For an appreciable time after Dacre had concluded neither man spoke. Then Power said quietly:
“Thus endeth the second lesson.”
His companion was not one who indulged in platitudes. Some men, kind-hearted and pitying, would have reminded him that he was still young, that life was rich in promise, that time would heal, or, at any rate, sear, the ugliest wounds. But Dacre said none of these things. He merely asked if Power meant to tell him what really happened in the Adirondacks. A good talker, he was also a good listener. Power would recover, he was convinced. He was not the first man, nor would he be the last, to clasp a phantom and find it air. Meanwhile, outspoken confidence should provide an efficient safety-valve for emotions contained at too high a pressure.
Power yielded to this friendly urging, but not instantly. Indeed, he astonished the Englishman by his next utterance.
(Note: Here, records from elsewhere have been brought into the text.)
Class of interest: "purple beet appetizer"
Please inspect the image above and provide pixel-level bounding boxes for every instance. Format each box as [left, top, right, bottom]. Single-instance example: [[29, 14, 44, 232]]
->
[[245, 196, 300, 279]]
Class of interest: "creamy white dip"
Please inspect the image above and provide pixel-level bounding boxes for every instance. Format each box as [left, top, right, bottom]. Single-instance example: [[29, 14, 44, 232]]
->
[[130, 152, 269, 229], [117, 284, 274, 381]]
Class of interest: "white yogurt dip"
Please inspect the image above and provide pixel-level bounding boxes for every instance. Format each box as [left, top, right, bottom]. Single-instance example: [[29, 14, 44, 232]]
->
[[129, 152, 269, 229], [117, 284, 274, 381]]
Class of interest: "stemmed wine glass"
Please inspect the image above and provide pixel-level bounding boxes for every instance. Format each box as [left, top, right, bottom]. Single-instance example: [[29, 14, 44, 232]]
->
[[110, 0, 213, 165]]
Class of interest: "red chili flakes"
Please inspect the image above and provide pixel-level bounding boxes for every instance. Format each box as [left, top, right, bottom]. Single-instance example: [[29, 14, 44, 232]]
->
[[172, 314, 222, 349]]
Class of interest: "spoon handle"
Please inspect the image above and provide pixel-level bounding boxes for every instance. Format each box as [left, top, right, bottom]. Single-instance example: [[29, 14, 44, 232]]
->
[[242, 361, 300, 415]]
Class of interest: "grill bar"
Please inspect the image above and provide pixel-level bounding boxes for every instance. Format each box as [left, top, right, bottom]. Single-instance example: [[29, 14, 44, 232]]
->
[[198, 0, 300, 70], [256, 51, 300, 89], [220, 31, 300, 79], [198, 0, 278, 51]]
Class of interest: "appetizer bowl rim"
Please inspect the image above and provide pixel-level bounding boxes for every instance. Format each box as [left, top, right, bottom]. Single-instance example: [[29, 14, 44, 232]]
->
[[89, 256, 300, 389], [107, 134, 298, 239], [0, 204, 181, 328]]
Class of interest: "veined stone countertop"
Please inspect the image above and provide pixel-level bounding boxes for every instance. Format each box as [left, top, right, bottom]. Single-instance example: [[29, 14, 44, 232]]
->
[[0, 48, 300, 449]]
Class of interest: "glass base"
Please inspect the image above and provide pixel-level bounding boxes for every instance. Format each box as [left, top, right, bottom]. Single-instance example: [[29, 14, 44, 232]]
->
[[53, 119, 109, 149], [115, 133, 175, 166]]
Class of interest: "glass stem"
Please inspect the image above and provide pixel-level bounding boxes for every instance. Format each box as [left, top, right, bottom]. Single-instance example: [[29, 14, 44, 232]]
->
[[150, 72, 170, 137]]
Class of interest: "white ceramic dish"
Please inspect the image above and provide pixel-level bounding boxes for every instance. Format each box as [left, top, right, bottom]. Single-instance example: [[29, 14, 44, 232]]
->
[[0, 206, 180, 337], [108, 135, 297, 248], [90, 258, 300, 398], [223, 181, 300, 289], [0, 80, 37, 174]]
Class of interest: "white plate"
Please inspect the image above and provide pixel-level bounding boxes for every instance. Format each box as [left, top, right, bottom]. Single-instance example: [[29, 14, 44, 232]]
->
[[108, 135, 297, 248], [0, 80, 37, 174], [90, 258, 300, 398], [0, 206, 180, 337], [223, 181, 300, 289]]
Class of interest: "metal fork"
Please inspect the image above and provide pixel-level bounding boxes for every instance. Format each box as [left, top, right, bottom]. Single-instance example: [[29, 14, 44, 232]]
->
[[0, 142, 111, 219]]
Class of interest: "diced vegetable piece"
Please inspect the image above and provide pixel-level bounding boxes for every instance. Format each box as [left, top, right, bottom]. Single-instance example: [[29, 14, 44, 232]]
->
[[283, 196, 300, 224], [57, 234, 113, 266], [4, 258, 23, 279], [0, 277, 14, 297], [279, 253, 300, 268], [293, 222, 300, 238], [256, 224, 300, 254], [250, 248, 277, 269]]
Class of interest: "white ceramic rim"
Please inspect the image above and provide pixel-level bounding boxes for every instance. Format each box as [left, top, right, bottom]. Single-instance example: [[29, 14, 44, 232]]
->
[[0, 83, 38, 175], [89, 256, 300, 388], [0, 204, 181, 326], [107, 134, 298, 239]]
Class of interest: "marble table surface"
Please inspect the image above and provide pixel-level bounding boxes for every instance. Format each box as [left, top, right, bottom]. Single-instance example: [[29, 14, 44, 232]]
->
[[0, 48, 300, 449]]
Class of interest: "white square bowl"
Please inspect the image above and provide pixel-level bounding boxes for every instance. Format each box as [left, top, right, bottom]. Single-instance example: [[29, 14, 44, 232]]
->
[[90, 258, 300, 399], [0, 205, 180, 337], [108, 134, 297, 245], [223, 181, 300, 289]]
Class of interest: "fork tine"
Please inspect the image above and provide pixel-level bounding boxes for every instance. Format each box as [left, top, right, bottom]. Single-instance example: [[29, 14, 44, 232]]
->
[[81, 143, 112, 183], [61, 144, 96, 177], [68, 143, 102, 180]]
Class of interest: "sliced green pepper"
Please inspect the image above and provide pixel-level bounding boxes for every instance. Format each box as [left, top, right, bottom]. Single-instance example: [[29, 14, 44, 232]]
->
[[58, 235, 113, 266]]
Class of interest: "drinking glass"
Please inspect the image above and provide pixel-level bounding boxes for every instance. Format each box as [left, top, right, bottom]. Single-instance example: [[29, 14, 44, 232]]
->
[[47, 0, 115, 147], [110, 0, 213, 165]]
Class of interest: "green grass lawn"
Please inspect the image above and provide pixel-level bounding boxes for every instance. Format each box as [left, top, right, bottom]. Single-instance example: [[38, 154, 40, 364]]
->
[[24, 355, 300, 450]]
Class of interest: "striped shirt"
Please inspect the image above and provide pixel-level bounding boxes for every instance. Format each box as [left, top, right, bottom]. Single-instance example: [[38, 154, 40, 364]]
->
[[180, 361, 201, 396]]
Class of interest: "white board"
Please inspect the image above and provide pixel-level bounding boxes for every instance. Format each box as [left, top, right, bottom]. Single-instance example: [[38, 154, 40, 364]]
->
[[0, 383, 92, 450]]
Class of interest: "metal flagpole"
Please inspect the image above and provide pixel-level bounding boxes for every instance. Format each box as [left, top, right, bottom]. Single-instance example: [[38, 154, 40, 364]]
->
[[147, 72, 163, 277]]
“Nearly four years ago,” he said, looking back at the ranch “in that room where you found me today, I was reading ‘The Autocrat’ to Nancy one night, and a certain passage caught our attention. It ran somewhat like this: ‘I would have a woman as true as death. At the first lie which works from the heart outward, she should be tenderly chloroformed into a better world.’ Both of us laughed then, and now I know why we laughed. We were ignorant. Holmes, genial cynic that he was, understood women; he wrote a vital thing when he described the sort of lie that comes from the heart. I put trust in two women, and one of them has betrayed it. If I live another fifty years, I shall never understand why Nancy left me—never, never! I would as soon have thought of suspecting an angel from heaven of disloyalty as Nancy.”
“Has she proved disloyal?”
“What else? I tried to find comfort in the belief that her father compelled her to accompany him by threatening to kill her if she refused. But, in these days, that sort of melodrama does not endure beyond its hour. She could have escaped him fifty times during the last six days. She could have appealed to you for help. Mary Van Ralten would at least have shielded her from murder. Yet, what are the facts? In a letter to me she pleaded duty as an excuse. She must have had some similar plea in her mind when she spoke to you. And she has gone to Europe—to rejoin Marten!”
He broke off with a gesture of disdain. He was in revolt. The statue which had glowed into life under the breath of his love was hardening into polished ivory again.
“May I see that letter?” said Dacre.